Monday, August 26, 2013

Commune, Community, Commute, Communion

Let's gather over a discussion of how people gather and its role in its importance to our joint survivor.  

Over the past 9 months I have been looking more at how groups of people care for and interact with one another.  In their homes, over a meal, in a religious ritual.  With family, with friends, with strangers, with enemies.  All of these have things in common:

  • Its purpose is positive - bringing people together and bringing them to a different point in their connections to each other
  • It is nutritive - all of these are opportunities to be "fed", even if some times the "food" is bitter or poisonous.
  • It is global.  

    • In the depths of the Sahara desert, offering (and accepting) a meal from your host is a social necessity to further engagement or business
    • In China, the greeting we know is how are you can be translated as "have you had rice"?
    • In a Mediterranean culture based family home a meal is always offered
    • In other parts of Europe or Latin America, a meal is something to be lingered over
    • In Africa, a meal can be a bowl of meat and vegetables and break
    • In Christian churches all over the world, the sharing of bread and wine in Communion is universal (even when grape juice replaces wine) as a joining of a community around a common symbol of grace, caring, and bonding together.
    • In Jewish families all over the world Passover and other occasions are celebration of appreciation and remembrance of God's grace provided to the Jewish peoples. 
  • In can be done by sharing your resources, even when they are sparse as seen in people bringing meals to those in need or facing challenges of health, money, death of some one close to them, or, even, in bringing a part of a meal to the house of a host who has invited you to their house for a meal.
  • It can be seen in first responders, medical personnel and ordinary citizens who run toward danger, like a bomb blast during a marathon or a building attacked by a jet airplane.  
  • Its visible in caring work done for others with out regard for reciprocation.  It can be seen in gardens being planted or weeded, lawns being cut, snow being shoveled, rides to doctors or church, and many other ways for people or families in need of support during old age, overwhelming grief, chronic illness or acute family challenges including a home burnt to the ground.
Taking this to the context of violence and war, maybe the answer to conflicts between states, tribes, religious sects, races and other separations that cause violence, physical or other wise, maybe we should be bringing meals and a welcoming table with out context other than communing and building a community.
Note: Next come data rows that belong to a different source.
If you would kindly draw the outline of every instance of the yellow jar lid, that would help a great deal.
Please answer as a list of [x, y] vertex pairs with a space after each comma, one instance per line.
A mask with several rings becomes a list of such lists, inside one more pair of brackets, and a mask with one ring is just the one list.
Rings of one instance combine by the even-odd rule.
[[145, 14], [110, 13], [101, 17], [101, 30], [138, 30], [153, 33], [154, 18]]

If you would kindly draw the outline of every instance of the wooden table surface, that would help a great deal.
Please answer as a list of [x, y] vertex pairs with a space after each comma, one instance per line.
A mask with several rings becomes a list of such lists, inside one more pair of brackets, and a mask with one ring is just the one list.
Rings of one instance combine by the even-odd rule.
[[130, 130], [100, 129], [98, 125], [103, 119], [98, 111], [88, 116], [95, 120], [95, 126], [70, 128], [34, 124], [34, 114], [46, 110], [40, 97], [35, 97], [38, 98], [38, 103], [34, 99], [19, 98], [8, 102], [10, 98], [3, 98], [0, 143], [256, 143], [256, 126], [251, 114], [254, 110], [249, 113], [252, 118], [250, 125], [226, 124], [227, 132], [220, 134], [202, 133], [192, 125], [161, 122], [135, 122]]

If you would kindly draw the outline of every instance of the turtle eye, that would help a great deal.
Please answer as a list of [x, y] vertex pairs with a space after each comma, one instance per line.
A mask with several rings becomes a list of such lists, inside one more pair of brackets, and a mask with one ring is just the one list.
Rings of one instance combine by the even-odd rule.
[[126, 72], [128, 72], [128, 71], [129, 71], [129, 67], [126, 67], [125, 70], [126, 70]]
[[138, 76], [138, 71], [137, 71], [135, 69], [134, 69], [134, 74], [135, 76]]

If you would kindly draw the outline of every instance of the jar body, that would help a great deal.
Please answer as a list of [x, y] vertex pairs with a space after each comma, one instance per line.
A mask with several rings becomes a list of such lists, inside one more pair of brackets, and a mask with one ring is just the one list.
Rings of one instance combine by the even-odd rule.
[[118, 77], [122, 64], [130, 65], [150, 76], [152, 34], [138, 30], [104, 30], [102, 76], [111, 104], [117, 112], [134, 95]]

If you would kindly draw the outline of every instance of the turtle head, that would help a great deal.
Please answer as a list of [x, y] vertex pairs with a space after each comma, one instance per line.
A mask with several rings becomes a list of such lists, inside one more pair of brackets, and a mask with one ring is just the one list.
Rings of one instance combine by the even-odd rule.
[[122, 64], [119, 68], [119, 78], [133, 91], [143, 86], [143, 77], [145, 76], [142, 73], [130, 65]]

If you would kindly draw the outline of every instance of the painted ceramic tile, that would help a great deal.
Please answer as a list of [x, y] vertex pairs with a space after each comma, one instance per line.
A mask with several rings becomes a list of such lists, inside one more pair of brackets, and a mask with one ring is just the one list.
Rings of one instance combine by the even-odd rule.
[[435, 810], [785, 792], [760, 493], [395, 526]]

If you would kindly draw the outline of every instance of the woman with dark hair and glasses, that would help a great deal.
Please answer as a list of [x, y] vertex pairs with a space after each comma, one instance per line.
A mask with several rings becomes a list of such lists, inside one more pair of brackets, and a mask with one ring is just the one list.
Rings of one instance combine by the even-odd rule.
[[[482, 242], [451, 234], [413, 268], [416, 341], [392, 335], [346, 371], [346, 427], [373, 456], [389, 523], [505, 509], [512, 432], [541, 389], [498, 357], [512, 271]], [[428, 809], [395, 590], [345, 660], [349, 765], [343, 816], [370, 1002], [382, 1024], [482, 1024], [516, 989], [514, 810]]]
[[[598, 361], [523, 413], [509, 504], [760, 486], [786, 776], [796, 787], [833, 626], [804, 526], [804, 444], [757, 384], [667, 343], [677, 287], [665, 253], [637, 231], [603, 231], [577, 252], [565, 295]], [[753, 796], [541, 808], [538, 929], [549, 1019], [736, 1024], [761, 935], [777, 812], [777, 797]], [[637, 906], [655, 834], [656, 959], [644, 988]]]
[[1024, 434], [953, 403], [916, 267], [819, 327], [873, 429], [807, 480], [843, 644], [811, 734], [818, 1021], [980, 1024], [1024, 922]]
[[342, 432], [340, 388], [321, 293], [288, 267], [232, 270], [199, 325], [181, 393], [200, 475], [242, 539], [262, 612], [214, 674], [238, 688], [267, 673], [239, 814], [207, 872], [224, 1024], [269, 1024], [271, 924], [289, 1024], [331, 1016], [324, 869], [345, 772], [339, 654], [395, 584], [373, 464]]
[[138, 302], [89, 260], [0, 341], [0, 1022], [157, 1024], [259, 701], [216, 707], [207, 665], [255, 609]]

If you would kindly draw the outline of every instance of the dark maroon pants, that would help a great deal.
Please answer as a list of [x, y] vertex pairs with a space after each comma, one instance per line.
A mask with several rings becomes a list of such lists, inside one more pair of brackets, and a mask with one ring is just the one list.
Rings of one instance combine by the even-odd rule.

Bombs, guns, poisonous gases, genocide  and missiles are often used, to rare positive effect, and often only worsen our world in any number of ways.  Maybe we should be using more bread, wine (or juice or water) and many other types of shared cultural food to underline our commonalities and not our differences.  And like many families table rules, no politics,  religious or sex talk is to be allowed at the table. 

Break out the table, chairs and subsistence. and let the world commune on small and large scales.  Maybe we can make our world a much better place.